Most of the updates to Wary and Racy 5.5 are based on updates to the Woof infrastructure that is used to build the various Puppy derivatives. Wary's kernel, however, is still the same version, based on the upstream Linux 2.6.32.59 kernel which is configured for single core i486 CPUs and includes a large number of third party dialup modem drivers. Racy uses a kernel based on the upstream version 3.0.66 which is the latest release in the 3.0.x series and is targeted at i686 CPUs; it includes multi-core supports.

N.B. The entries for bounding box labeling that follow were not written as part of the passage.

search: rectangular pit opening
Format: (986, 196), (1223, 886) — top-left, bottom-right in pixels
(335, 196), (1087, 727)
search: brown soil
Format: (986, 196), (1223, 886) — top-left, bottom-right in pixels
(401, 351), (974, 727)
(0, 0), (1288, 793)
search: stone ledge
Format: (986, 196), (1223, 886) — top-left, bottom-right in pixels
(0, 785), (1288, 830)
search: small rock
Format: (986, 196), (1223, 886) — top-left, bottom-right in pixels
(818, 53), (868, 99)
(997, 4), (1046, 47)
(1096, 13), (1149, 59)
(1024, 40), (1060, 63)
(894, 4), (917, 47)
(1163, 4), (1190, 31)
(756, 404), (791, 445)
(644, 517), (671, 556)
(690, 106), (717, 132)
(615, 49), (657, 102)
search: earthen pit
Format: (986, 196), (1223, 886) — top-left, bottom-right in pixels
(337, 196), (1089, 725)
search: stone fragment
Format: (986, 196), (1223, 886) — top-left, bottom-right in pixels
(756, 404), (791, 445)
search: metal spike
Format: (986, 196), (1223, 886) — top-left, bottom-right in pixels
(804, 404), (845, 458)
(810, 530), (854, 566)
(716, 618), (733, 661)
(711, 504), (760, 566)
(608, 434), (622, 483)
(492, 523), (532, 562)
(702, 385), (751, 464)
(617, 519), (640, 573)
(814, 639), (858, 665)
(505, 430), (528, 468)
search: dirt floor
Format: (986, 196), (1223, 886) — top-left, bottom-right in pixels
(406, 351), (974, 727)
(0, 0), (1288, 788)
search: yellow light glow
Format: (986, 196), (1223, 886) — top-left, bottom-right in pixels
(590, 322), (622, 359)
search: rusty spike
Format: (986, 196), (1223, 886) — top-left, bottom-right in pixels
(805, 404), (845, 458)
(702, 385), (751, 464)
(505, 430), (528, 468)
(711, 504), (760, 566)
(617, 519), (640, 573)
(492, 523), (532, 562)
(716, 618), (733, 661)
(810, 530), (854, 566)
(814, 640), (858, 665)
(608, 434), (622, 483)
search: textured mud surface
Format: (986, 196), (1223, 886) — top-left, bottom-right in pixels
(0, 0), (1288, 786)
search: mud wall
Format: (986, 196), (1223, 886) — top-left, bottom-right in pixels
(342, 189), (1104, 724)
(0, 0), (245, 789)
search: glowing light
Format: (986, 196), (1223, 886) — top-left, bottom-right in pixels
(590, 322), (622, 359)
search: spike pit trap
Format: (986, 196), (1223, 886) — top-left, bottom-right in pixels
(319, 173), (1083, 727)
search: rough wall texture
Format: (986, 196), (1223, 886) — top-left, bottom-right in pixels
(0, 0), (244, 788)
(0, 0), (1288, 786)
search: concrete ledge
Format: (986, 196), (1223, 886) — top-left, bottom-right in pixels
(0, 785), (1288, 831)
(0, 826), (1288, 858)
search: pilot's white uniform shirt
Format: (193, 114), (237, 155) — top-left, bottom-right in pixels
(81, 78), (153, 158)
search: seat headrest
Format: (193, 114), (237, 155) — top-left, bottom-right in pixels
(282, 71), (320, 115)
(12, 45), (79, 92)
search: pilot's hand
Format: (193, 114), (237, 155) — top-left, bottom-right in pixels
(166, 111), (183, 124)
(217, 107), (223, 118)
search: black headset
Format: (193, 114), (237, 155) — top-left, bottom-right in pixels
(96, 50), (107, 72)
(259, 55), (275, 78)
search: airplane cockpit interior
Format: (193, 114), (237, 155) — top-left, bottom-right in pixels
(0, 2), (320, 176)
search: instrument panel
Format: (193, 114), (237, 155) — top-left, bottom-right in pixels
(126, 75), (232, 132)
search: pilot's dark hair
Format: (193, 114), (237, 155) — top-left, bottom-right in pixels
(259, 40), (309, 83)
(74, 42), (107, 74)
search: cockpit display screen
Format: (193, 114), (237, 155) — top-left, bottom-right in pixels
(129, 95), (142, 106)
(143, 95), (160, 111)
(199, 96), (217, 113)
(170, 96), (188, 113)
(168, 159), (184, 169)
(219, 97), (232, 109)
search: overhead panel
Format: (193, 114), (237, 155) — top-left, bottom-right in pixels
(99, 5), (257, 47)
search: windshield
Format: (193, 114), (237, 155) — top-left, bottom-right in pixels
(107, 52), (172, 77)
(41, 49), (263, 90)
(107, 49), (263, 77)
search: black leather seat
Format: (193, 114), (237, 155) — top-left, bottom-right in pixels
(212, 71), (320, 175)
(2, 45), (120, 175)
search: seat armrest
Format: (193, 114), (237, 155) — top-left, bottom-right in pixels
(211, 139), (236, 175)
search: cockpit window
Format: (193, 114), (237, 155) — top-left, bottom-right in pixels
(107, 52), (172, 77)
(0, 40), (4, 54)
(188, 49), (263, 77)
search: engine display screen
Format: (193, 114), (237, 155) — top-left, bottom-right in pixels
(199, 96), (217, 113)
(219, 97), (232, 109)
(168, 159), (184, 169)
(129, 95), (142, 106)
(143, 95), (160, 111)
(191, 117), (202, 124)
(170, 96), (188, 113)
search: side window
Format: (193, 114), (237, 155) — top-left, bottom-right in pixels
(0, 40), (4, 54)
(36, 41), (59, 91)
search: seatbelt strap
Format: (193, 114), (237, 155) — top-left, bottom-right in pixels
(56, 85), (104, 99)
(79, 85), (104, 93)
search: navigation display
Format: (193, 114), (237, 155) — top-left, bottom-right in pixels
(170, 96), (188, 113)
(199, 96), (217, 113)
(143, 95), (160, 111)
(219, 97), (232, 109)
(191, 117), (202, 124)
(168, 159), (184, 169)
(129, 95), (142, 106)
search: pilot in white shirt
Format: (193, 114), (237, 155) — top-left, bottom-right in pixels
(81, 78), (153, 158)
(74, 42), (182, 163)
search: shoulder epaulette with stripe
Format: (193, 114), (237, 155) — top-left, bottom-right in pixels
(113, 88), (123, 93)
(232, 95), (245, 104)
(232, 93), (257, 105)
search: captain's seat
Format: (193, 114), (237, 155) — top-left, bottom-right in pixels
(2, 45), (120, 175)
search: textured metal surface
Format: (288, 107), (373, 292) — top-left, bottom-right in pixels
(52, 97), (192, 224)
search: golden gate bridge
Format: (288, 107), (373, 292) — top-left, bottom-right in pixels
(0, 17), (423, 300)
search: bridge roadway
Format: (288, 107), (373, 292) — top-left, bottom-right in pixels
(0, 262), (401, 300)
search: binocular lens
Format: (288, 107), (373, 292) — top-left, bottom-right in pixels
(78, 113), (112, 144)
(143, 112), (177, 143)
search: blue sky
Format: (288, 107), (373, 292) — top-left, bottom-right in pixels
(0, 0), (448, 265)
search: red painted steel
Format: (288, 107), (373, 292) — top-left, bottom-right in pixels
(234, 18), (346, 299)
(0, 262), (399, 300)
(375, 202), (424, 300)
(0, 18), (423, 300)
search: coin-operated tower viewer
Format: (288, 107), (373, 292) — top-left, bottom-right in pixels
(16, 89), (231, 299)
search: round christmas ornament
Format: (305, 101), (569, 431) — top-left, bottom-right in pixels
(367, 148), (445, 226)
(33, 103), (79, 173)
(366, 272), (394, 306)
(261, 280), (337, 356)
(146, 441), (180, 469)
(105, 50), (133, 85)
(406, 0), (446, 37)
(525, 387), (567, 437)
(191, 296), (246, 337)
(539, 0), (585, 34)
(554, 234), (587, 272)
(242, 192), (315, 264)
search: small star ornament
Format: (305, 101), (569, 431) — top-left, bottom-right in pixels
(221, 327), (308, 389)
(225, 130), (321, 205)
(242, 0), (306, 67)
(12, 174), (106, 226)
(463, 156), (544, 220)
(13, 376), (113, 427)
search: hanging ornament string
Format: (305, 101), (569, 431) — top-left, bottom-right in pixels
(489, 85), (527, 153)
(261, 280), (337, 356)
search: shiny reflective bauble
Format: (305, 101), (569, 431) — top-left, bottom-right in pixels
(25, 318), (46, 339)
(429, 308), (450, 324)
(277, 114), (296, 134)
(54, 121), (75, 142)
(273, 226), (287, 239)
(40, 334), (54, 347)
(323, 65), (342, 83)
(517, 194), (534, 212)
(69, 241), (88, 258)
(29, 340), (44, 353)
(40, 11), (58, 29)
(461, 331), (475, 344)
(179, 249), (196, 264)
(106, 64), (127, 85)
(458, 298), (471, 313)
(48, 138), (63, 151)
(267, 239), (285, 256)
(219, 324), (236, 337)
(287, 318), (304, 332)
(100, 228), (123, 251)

Kauler has also released version 5.4.91 of Quirky, the experimental branch of Puppy that is used as a testbed for new ideas that might later be incorporated into the other editions. This is the first release of the distribution since November 2010. New features in Quirky 5.4.91 include support for the f2fs file system and an option that allows the complete distribution to be built into a single file. This uses a function in the Linux kernel that allows an initial file system to be included within the kernel itself. Essentially, the complete distribution is built into the kernel itself. The file is 126MB in size and to be run, requires 512MB of RAM.
Wary and Racy 5.5, as well as Quirky 5.4.91, can be downloaded from the ibiblio servers. Explanations of the different members of the Puppy Linux family are available from Kauler's web site.